Scottish court of appeal permits conscientious objection ‘to the whole process of treatment’ in terminations
Two Roman Catholic midwives have won the right to refuse to help with any abortion procedures or planning after an appeal court ruling in Scotland.
Judges in Edinburgh ruled that Mary Doogan, 58, and Concepta Wood, 52, who worked as labour ward co-ordinators in Glasgow, had a legal right to consciously object to helping with abortions in any way.
The ruling, which could be appealed against by Greater Glasgow and Clyde health board, may have wide ramifications for the NHS and other health staff who oppose abortions on religious grounds.
The midwives, practising Catholics, had lost a previous case against the board after a judge ruled that working on ward planning or delegating staff did not involve actually carrying out abortions.
Giving judgment in a judicial review last year, Lady Smith said: “Nothing they have to do as part of their duties terminates a woman’s pregnancy.
“They are sufficiently removed from direct involvement as, it seems to me, to afford appropriate respect for and accommodation of their beliefs.”
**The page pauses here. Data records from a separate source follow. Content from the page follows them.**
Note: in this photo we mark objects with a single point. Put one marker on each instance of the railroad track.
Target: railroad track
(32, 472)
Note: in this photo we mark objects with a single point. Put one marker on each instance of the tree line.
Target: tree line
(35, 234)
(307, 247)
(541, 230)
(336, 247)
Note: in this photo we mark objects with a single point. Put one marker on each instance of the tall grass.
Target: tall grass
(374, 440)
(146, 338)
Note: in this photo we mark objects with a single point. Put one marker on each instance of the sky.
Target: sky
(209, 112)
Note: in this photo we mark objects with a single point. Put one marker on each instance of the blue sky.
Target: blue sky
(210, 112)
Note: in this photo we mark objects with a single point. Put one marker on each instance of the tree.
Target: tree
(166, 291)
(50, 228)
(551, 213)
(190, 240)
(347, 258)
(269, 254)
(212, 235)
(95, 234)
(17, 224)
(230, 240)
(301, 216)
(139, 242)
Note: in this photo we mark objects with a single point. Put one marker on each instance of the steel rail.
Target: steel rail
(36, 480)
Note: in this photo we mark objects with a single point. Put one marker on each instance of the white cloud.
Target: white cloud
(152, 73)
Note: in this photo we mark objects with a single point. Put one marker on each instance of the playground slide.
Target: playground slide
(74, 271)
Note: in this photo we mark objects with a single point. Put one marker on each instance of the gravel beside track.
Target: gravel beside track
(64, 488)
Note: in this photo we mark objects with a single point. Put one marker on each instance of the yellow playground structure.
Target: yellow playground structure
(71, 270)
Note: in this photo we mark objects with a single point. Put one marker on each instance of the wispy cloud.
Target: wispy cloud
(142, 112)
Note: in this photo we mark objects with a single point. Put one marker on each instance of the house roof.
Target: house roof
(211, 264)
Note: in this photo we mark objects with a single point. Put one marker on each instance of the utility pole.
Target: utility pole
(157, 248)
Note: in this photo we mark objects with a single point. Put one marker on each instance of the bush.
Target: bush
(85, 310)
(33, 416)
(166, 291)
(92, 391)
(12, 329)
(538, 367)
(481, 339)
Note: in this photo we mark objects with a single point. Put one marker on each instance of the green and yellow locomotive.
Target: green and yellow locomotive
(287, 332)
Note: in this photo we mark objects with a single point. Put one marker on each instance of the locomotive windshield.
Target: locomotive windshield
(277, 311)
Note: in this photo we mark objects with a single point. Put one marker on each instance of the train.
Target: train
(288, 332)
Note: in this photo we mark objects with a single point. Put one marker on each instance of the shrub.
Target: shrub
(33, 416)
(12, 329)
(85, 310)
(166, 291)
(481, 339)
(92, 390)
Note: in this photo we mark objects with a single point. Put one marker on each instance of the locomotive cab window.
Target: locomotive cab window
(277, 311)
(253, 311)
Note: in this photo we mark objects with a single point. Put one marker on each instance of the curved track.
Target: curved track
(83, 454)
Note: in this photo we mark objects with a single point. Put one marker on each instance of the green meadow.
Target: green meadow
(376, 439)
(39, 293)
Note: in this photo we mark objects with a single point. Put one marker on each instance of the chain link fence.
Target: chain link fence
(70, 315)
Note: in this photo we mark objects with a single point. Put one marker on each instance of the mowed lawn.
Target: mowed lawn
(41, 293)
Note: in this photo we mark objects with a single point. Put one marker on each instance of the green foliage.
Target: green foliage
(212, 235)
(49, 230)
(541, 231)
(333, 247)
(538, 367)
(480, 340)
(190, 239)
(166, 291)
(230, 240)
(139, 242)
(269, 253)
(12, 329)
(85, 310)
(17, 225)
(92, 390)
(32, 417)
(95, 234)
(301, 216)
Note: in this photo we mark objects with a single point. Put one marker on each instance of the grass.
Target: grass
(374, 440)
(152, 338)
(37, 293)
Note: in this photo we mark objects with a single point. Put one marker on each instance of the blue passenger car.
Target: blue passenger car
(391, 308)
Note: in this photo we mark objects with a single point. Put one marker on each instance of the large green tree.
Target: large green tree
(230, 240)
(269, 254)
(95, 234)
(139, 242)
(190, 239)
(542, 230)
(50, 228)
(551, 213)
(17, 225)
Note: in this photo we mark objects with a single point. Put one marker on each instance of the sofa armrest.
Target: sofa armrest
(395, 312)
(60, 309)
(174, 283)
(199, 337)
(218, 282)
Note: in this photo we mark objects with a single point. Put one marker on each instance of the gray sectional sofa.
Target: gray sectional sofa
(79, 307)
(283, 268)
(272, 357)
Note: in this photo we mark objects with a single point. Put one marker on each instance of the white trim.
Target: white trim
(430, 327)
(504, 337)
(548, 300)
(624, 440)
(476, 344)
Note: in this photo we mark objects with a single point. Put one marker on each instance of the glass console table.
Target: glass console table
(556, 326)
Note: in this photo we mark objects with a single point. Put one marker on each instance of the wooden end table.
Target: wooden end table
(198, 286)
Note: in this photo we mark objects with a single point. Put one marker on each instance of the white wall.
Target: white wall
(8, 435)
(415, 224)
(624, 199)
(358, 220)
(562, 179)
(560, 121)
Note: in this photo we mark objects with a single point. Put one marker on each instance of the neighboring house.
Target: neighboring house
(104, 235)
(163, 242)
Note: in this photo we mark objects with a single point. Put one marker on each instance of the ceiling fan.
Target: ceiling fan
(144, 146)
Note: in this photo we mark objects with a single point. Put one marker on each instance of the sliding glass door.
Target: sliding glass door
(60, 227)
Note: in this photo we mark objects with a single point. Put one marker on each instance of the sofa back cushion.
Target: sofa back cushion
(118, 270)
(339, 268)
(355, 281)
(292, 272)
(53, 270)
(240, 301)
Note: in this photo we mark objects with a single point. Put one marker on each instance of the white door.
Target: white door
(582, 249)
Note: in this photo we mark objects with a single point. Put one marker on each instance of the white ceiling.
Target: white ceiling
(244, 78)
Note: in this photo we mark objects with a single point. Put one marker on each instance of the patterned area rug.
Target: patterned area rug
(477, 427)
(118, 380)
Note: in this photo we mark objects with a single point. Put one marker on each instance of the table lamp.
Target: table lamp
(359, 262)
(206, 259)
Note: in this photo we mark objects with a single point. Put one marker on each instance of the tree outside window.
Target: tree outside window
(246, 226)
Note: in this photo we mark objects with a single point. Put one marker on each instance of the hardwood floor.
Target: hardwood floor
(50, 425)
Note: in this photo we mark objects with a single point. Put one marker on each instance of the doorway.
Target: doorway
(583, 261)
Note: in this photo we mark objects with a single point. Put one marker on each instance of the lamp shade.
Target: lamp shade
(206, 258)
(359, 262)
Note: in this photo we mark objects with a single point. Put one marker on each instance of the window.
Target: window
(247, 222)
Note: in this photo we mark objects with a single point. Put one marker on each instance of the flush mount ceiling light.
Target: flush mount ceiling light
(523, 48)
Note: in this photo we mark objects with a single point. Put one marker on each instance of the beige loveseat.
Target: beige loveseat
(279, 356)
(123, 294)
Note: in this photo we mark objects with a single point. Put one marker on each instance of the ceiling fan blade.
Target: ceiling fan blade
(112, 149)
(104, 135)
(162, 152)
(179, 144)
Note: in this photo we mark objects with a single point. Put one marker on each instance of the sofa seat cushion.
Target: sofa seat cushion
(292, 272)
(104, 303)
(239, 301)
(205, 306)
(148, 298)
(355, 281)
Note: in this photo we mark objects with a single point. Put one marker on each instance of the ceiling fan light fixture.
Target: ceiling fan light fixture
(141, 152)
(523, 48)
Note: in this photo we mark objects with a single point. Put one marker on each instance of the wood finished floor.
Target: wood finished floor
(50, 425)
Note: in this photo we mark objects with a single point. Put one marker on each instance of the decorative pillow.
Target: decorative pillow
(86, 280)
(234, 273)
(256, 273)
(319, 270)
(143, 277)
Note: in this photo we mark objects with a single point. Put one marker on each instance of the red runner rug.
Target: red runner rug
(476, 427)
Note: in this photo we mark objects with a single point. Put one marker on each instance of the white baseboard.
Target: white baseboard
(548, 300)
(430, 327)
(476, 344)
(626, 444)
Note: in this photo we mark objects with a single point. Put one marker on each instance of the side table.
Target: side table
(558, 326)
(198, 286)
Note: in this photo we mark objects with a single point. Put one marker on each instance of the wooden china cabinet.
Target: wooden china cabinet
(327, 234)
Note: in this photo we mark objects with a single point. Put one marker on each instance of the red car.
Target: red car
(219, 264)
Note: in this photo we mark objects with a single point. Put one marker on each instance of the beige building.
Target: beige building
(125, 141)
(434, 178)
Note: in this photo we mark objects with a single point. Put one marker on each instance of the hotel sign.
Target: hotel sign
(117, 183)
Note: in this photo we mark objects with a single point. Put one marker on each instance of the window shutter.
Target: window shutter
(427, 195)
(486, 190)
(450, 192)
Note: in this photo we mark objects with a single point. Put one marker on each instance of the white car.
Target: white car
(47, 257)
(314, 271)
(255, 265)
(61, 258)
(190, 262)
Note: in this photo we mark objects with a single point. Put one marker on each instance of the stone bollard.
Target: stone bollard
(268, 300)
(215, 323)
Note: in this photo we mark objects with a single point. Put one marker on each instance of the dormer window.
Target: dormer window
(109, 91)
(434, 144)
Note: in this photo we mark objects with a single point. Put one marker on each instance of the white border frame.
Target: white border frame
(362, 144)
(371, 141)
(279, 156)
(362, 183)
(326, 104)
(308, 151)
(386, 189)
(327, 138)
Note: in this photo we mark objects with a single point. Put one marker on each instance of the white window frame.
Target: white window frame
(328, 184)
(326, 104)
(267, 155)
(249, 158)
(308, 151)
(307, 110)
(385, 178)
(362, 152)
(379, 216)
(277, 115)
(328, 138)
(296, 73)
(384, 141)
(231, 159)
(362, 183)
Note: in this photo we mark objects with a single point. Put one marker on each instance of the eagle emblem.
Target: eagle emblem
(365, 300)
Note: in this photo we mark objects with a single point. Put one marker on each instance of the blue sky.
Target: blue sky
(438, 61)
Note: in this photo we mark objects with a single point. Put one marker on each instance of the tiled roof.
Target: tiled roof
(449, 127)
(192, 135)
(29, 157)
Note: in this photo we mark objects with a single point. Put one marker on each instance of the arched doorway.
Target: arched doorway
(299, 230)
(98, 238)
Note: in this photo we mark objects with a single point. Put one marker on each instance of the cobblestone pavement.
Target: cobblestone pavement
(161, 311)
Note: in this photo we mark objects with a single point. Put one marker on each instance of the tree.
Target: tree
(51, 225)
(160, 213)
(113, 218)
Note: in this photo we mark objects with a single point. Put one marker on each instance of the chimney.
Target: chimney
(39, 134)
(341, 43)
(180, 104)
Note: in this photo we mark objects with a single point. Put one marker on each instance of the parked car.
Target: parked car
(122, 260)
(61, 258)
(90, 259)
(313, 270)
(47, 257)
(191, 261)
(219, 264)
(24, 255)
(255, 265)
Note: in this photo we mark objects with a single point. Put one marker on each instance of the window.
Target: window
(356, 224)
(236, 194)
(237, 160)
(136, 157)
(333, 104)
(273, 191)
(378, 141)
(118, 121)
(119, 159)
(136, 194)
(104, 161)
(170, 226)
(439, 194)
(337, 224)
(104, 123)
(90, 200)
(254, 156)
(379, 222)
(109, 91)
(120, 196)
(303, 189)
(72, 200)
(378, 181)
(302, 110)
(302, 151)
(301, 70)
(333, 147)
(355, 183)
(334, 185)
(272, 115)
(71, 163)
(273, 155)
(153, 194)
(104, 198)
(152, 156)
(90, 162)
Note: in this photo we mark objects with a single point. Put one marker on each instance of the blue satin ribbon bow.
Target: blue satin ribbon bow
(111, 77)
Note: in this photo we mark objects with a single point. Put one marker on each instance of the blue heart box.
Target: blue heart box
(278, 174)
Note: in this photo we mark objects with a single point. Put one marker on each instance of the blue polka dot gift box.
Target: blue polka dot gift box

But the appeal court in Edinburgh on Wednesday overturned that ruling and said the Abortion Act 1967 gave medical staff wide-ranging protection against taking part in abortions on religious and conscience grounds.
Lady Dorrian, sitting with Lord Mackay of Drumadoon and Lord McEwan, said: “In our view the right of conscientious objection extends not only to the actual medical or surgical termination but to the whole process of treatment given for that purpose.”
The midwives’ lawyer, Gerry Moynihan QC, had said it was up to staff rather than their managers to decide what was morally or ethically objectionable to them. Their employers were saying that their administrative convenience over-rode the midwives’ right to conscience, he argued.
Moynihan said the right to object covered all their duties, with the exception of helping in life-saving treatments. There was clear legal authority that the right to conscientious objection extended to all the staff involved in preparing or planning for a procedure, he said.
“The administrative convenience of the health board is irrelevant because the right is a balance between facilitating abortion while respecting the genuine conscientious objection of medical, nursing and ancillary staff,” he told the court.